KINGSTON (AP) — Black-clad police toting submachine guns entered the slum of narrow streets lined with wooden shacks and crumbling concrete buildings in Jamaica’s capital. As usual, they were looking for fugitives, drugs and guns. But, this time, they were also after a different quarry, one they say has a no less corrosive impact on society.
The force descended on bright, intricately painted murals and graffiti scrawls celebrating leaders of Jamaica’s violent underworld. With rollers and paint, the officers erased images of gang strongmen known as “dons” who have long been hailed as latter-day Robin Hoods by poor residents.

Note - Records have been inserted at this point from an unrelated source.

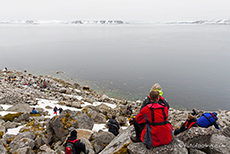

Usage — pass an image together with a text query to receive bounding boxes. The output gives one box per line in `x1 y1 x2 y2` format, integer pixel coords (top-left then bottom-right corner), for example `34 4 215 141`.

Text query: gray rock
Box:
38 145 54 154
222 126 230 137
81 137 95 154
100 126 135 154
88 111 106 124
59 87 67 94
47 110 94 142
17 146 35 154
117 116 127 126
128 139 188 154
0 125 6 134
94 141 105 153
93 130 115 153
75 114 94 130
189 148 205 154
177 127 220 148
35 136 45 149
209 134 230 154
71 102 81 109
3 121 17 129
95 130 115 144
0 140 7 154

Also slated for removal were murals of lesser known gunmen memorialized where their bodies fell.
As shirtless young men looked on, the police set about their task, hoping to beat back the lawless culture that has defined the gang-steeped area for decades. In slums across Jamaica, but particularly in West Kingston, the aerosol artistry starkly highlights the influence of drug-and-extortion gangs that have long driven the eye-popping violent crime rates.
Since 2009, the bloodiest year on record, curfews in hotspots and an aggressive anti-gang crackdown have steadily reduced the homicide rate. Still, the island of 2.7 million people has seen 1,000-plus killings every year since 2004, giving it one of the highest murder rates in the Western Hemisphere.

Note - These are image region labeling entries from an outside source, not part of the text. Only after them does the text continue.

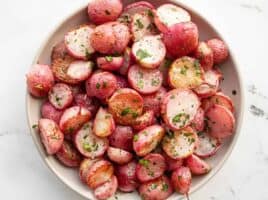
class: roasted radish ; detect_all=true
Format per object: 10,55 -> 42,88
38,118 -> 64,155
132,35 -> 166,69
93,107 -> 115,137
74,122 -> 109,159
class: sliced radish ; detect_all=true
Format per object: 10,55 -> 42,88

In recent years, the government has asserted its presence with the anti-mural effort only the latest sign of the campaign. The tug-of-war for the hearts and minds of slum dwellers began after security forces killed at least 76 civilians in a 2010 siege while hunting for second-generation “Shower Posse” gang boss Christopher “Dudus” Coke, whose criminal empire seemed untouchable until the U.S. demanded his extradition.
Still, more than three years later, many West Kingston residents consider the dons cultural touchstones and speak about them with pride. They complain that authorities are trying to erase history by painting over the murals commissioned by the gangs.

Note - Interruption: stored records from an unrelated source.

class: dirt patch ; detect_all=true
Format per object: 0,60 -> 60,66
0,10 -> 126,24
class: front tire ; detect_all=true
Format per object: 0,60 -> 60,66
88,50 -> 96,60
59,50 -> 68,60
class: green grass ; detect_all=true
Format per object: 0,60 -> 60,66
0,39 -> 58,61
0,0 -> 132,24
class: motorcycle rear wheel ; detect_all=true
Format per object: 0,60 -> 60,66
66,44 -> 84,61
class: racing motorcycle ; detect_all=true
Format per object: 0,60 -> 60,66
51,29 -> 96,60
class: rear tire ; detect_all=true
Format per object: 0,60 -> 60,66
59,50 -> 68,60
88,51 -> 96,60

“These pictures are part of our memories. The dons have always been a big part of life here. It’s not like anybody can just get some paint and make our traditions different,” said Patrick Jemson, a middle-aged resident of Tivoli Gardens, the backbone of the Shower Posse’s longtime slum fiefdom.
The crime boss most often glorified on the streets is Coke’s father, Lester Lloyd Coke, better known as Jim Brown, whose ruthless syndicate was responsible for 1,400 killings on the U.S. East Coast, according to the FBI. One of the few remaining murals of Brown, who died in a mysterious jail fire in 1991 while awaiting extradition to the U.S., remains on a wall next to a casket shop in the troubled Denham Town slum. Below his face, a local artist has declared him the “don of dons.”
“He was a world boss,” said a teenage boy, who would only give his name as Oneil, as he looked hard at Brown’s grinning image.
Powerful, politically connected dons ruled West Kingston’s slums, which were used by political leaders at election time when intimidating gang henchmen rustled up votes for the two main political parties. The dons enforced a fearsome discipline while supplying groceries to families in need and paying pensions to the kin of fallen “soldiers.”
Police Superintendent Steve McGreggor, who took over leadership of the tough West Kingston police division last month, said that culture is changing and vowed to erase every painted image paying respect to gangsters.
“I’ve issued a warning to people that if any of these communities puts them back up and defies this new development they will feel the wrath of the police,” McGreggor said.
The superintendent added that he plans to encourage residents to replace gang images with murals of high-achieving students or athletes from the neighborhoods.